El escáner no emitió ninguna señal. Alexi salió de la estancia, y Thorn puso en marcha la silla. Maya sabía que su padre había ensayado mentalmente aquella conversación. Probablemente había empleado unas cuantas horas pensando qué ropa llevar y cómo disponer el mobiliario. Al diablo con todo. Iba a pillarlo por sorpresa.
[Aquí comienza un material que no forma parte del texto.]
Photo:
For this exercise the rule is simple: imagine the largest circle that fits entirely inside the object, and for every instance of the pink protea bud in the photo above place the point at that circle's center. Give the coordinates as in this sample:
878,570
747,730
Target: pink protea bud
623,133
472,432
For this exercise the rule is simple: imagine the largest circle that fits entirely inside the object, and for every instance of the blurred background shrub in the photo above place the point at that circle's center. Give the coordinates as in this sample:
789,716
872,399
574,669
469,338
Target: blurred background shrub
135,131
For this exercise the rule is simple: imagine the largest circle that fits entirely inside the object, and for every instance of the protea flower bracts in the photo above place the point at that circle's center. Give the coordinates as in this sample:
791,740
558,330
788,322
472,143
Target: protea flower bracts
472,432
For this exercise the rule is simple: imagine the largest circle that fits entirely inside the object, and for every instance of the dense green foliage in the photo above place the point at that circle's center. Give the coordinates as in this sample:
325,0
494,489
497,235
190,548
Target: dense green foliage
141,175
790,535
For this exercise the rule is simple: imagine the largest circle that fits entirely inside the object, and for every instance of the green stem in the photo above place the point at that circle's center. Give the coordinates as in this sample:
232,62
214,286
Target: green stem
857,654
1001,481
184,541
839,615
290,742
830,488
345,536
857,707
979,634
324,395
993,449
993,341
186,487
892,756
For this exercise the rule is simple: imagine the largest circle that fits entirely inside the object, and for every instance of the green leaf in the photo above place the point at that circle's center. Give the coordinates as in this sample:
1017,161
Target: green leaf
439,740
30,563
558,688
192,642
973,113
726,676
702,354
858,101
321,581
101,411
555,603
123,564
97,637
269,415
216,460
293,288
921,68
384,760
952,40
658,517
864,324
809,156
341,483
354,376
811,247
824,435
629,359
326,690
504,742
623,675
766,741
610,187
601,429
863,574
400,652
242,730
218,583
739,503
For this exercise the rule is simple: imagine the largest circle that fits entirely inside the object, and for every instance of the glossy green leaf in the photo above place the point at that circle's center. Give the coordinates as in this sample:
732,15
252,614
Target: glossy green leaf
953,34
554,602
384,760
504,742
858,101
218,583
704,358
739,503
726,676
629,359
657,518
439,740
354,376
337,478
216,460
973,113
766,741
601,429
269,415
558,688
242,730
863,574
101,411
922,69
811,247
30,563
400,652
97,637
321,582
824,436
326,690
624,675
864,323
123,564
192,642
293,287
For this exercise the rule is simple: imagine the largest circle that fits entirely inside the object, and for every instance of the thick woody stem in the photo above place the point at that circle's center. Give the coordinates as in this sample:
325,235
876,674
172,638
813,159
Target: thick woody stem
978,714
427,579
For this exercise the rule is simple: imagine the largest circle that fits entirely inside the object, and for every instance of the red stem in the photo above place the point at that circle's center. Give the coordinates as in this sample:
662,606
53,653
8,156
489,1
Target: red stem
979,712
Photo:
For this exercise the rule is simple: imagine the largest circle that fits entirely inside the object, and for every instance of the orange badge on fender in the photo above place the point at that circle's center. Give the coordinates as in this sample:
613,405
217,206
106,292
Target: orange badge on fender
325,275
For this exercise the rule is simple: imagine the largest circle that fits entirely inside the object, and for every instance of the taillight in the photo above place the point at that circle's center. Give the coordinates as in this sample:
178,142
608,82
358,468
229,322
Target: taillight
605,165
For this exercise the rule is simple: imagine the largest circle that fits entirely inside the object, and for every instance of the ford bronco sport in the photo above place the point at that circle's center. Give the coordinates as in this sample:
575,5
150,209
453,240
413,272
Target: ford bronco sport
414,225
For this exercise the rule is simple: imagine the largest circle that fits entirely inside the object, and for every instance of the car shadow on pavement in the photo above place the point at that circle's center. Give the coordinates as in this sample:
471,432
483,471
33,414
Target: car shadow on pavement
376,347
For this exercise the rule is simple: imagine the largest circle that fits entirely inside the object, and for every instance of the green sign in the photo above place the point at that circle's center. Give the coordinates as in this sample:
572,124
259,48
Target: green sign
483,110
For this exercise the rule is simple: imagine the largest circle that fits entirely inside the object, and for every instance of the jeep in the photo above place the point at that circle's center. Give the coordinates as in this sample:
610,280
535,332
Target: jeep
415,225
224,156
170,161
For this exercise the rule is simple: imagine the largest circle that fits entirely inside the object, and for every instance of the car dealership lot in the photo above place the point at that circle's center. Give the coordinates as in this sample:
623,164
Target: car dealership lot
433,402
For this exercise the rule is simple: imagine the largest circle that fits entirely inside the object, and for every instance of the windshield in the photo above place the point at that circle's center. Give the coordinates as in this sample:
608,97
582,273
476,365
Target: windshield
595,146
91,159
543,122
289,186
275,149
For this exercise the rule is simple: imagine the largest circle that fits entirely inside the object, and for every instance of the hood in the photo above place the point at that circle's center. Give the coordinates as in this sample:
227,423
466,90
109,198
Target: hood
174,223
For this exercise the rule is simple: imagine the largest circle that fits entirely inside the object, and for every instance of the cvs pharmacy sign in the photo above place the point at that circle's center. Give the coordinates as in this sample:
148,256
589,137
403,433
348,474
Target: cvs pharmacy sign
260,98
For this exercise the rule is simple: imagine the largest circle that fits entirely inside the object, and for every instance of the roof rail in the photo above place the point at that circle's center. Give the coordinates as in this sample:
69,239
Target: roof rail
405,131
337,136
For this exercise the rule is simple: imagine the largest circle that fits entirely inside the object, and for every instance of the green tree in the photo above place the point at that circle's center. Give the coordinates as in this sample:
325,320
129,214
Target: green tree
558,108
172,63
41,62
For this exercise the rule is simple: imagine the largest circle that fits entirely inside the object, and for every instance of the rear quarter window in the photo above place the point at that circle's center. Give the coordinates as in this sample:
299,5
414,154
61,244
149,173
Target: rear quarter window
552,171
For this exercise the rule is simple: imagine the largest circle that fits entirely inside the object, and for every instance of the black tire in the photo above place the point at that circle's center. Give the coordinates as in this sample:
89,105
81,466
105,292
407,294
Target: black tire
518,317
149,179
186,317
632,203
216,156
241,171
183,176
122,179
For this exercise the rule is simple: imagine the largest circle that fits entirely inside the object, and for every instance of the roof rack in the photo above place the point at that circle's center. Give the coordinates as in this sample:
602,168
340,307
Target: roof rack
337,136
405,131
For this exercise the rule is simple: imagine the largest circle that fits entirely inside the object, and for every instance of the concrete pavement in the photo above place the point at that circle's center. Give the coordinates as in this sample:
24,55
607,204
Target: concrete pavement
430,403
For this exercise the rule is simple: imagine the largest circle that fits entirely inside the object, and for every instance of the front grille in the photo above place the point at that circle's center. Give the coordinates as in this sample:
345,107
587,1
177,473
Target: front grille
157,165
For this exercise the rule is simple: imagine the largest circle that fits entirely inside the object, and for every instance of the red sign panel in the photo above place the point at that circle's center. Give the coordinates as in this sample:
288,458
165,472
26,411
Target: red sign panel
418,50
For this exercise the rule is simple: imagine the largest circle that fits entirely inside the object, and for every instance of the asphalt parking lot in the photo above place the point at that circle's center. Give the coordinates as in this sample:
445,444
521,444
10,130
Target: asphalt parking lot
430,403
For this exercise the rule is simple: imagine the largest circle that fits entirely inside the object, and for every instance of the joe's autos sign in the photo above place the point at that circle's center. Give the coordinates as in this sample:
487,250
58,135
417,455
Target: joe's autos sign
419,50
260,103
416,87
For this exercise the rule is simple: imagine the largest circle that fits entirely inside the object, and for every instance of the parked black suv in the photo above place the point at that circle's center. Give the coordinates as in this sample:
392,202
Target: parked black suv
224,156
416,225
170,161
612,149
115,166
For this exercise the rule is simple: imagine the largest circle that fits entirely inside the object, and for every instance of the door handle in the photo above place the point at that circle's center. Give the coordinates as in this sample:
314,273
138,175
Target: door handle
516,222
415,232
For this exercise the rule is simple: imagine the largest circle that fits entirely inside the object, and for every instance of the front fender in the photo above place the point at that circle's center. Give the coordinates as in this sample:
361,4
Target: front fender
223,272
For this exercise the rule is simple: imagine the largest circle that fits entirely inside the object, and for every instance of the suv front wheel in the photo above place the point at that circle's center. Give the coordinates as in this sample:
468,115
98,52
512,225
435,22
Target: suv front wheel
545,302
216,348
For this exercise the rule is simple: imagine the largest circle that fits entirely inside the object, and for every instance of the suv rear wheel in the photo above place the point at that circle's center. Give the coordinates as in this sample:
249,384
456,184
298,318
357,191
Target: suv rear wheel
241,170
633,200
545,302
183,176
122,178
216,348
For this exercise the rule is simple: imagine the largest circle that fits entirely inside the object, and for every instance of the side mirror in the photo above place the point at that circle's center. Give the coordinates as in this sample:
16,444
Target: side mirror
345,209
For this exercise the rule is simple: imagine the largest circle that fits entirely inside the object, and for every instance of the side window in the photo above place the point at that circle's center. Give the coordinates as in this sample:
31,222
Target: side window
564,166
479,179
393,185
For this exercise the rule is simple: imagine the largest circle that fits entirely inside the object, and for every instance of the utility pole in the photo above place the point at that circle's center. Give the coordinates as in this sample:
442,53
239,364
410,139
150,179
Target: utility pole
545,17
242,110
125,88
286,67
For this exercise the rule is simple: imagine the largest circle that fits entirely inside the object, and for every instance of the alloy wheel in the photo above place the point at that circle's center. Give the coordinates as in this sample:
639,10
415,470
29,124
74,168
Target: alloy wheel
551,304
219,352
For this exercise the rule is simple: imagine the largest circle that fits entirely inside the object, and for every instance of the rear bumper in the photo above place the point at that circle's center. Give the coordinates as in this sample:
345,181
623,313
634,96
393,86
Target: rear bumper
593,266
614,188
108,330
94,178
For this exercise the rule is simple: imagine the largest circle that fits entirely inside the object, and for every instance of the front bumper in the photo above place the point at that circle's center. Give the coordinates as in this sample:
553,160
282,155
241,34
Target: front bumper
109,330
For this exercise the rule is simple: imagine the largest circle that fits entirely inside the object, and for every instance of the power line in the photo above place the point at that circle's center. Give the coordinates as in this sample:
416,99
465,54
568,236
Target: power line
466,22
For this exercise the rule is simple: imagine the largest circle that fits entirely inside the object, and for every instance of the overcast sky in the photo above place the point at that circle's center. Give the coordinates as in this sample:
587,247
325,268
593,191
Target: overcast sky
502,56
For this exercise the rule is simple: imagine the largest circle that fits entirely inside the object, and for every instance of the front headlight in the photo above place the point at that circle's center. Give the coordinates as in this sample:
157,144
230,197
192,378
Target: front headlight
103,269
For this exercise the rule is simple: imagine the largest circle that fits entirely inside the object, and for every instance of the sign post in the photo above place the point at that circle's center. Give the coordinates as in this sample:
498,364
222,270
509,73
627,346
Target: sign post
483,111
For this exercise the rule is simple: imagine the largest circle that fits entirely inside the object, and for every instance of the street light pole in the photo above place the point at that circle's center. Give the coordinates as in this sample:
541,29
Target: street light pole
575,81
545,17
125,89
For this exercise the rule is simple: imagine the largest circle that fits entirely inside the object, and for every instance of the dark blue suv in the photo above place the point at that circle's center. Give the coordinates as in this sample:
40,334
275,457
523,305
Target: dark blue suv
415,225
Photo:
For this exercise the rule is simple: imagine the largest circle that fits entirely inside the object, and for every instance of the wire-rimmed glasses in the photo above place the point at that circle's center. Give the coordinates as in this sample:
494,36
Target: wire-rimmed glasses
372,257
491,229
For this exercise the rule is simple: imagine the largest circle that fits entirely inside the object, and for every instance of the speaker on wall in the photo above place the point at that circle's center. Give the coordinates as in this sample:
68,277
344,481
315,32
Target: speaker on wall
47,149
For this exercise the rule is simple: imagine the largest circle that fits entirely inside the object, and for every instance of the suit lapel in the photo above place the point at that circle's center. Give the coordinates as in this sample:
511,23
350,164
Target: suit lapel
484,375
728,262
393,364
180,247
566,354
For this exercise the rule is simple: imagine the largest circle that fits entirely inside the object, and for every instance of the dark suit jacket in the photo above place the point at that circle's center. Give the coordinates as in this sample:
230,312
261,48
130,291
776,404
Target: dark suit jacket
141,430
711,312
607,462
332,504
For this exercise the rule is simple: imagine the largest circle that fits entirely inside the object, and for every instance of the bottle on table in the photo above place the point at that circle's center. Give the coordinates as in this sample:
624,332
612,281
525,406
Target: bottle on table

– Tienes un sirviente muy agradable. -Se sentó en el sillón mientras Thorn rodaba hacia ella-. Francamente colorista.
Normalmente, en sus conversaciones privadas, hablaban en alemán, pero Thorn estaba haciéndole una concesión: Maya tenía pasaportes de distintas nacionalidades, pero esos días se consideraba británica.
– Ah, sí. Los tatuajes. -Su padre sonrió-. Alexi ha pedido a un especialista que le dibuje en el cuerpo una escena del Primer Dominio. No es muy agradable, pero la elección es suya.
– Sí. Todos tenemos libertad para elegir. Incluso los Arlequines.
– No pareces contenta de verme, Maya.
Ella había previsto mantener el control y mostrarse disciplinada, pero las palabras le salieron solas como un torrente.
– Mira, te saqué de Pakistán. La verdad es que soborné o amenacé a casi todos los funcionarios del país con tal de meterte en aquel avión. Luego, en Dublín, Madre Bendita se hizo cargo. Y me pareció bien. Al fin y al cabo es su territorio. Al día siguiente la llamé por teléfono vía satélite y me dijo: «Tu padre está paralizado de cintura para abajo. No volverá a andar». Luego, me colgó y canceló su número de teléfono. Así, tal cual. Se acabó. Y durante dos años no he tenido noticias tuyas.
– Te estábamos protegiendo, Maya. Vivimos una época peligrosa.
– Eso díselo a ese jovencito de los tatuajes. Te he visto utilizar el peligro y la seguridad como excusas para cualquier cosa. Se han acabado las batallas. Ya no hay más Arlequines. En realidad sólo quedáis un puñado como tú, Linden y Madre Bendita.
– Shepherd vive en California.
– Tres o cuatro individuos no pueden cambiar nada. La guerra ha terminado. ¿No te das cuenta? La Tabula ha ganado. Nosotros hemos perdido. Wir habere verloren.